1. O inciso I do art. 1º da CF/88 aponta a soberania como um dos fundamentos da República, ao passo que o art. 4º da Carta Magna indica a independência nacional como um dos princípios que regem a República Federativa do Brasil em suas relações internacionais. Com fundamento nos mencionados dispositivos constitucionais, entende-se que compete à Administração o controle de entrada e saída de estrangeiros no Brasil, momento que precede todas as demais situações pelas quais o cidadão oriundo do exterior passará após sua entrada em território nacional.
2. Os estrangeiros que pretendem ingressar em território nacional, mormente aquelas com ânimo de permanência, devem sujeitar-se às regras estabelecidas para tanto.

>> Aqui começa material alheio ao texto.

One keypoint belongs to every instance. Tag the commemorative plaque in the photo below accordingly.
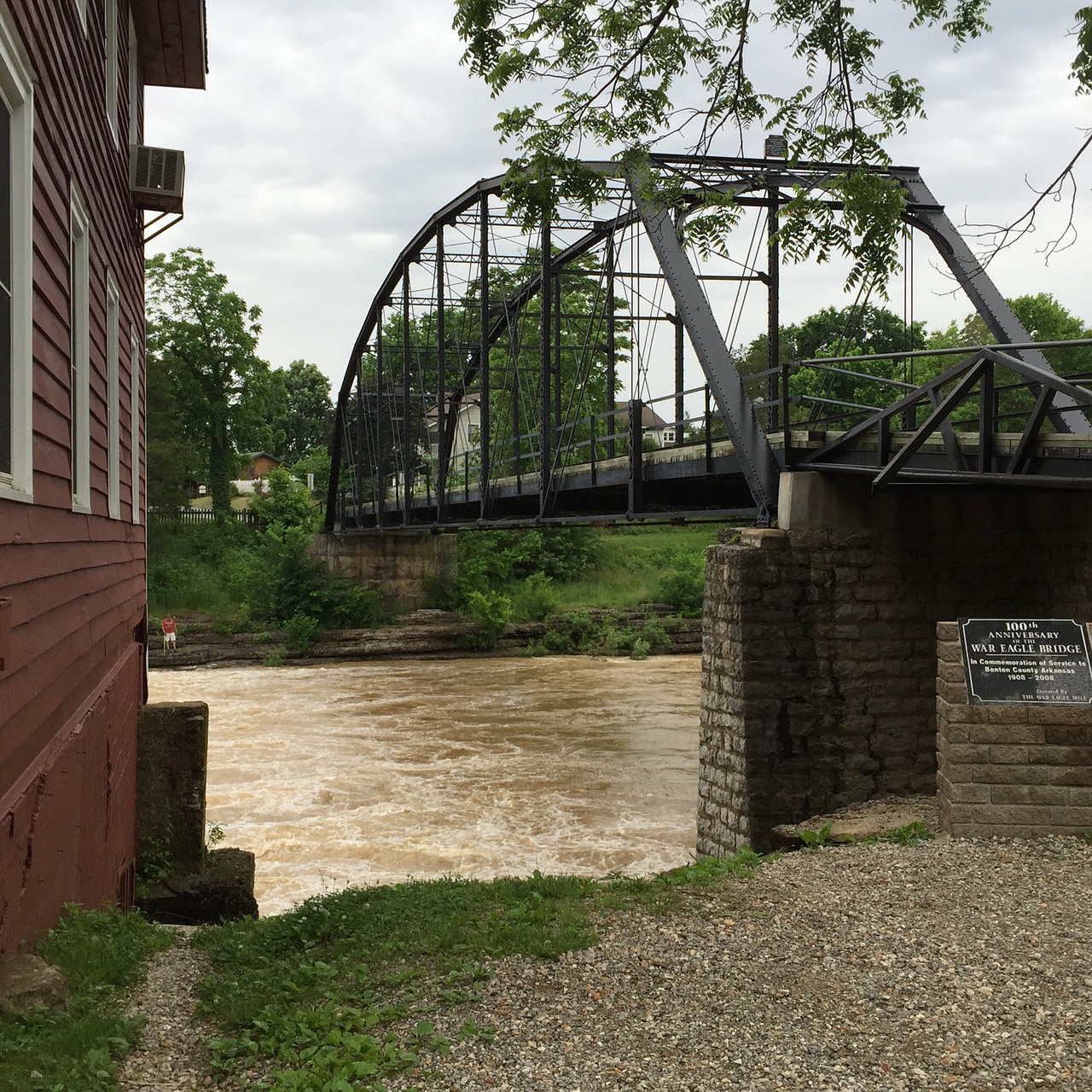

3. O visto para entrada e permanência no Brasil constitui ato administrativo discricionário de competência do Poder Executivo, não cabendo ao Judiciário interferir na política migratória. Precedente da 2ª Seção desta Corte.
4. Apelação provida.
Nas razões do extraordinário, o recorrente alegou violação aos arts. 1º, inciso III; 4º, incisos II e IX; 5º, incisos XXXIV, XXXV, LIII e LXXVIII; 226; e 227 da Constituição da República. Para melhor compreensão dos argumentos encampados na peça recursal, transcrevem-se os seguintes trechos (eDoc 73, fls. 5 e 9):
[...]
Sendo excepcional o controle do Poder Judiciário sobre atos do Poder Executivo, põe-se em discussão a existência de justificativa que o enseje diante de pleito de ingresso de pessoa originária do Haiti em território nacional independentemente de visto e para fins de reunião familiar, por dificuldade/inviabilidade de acesso ao serviço consular que lhe permita obtê-lo, no contexto de caos social, institucional e político em que inserido aquele país. Quando menos, a viabilidade de decisão judicial que determine à Administração o acolhimento e regular processamento do pedido de visto com tal finalidade.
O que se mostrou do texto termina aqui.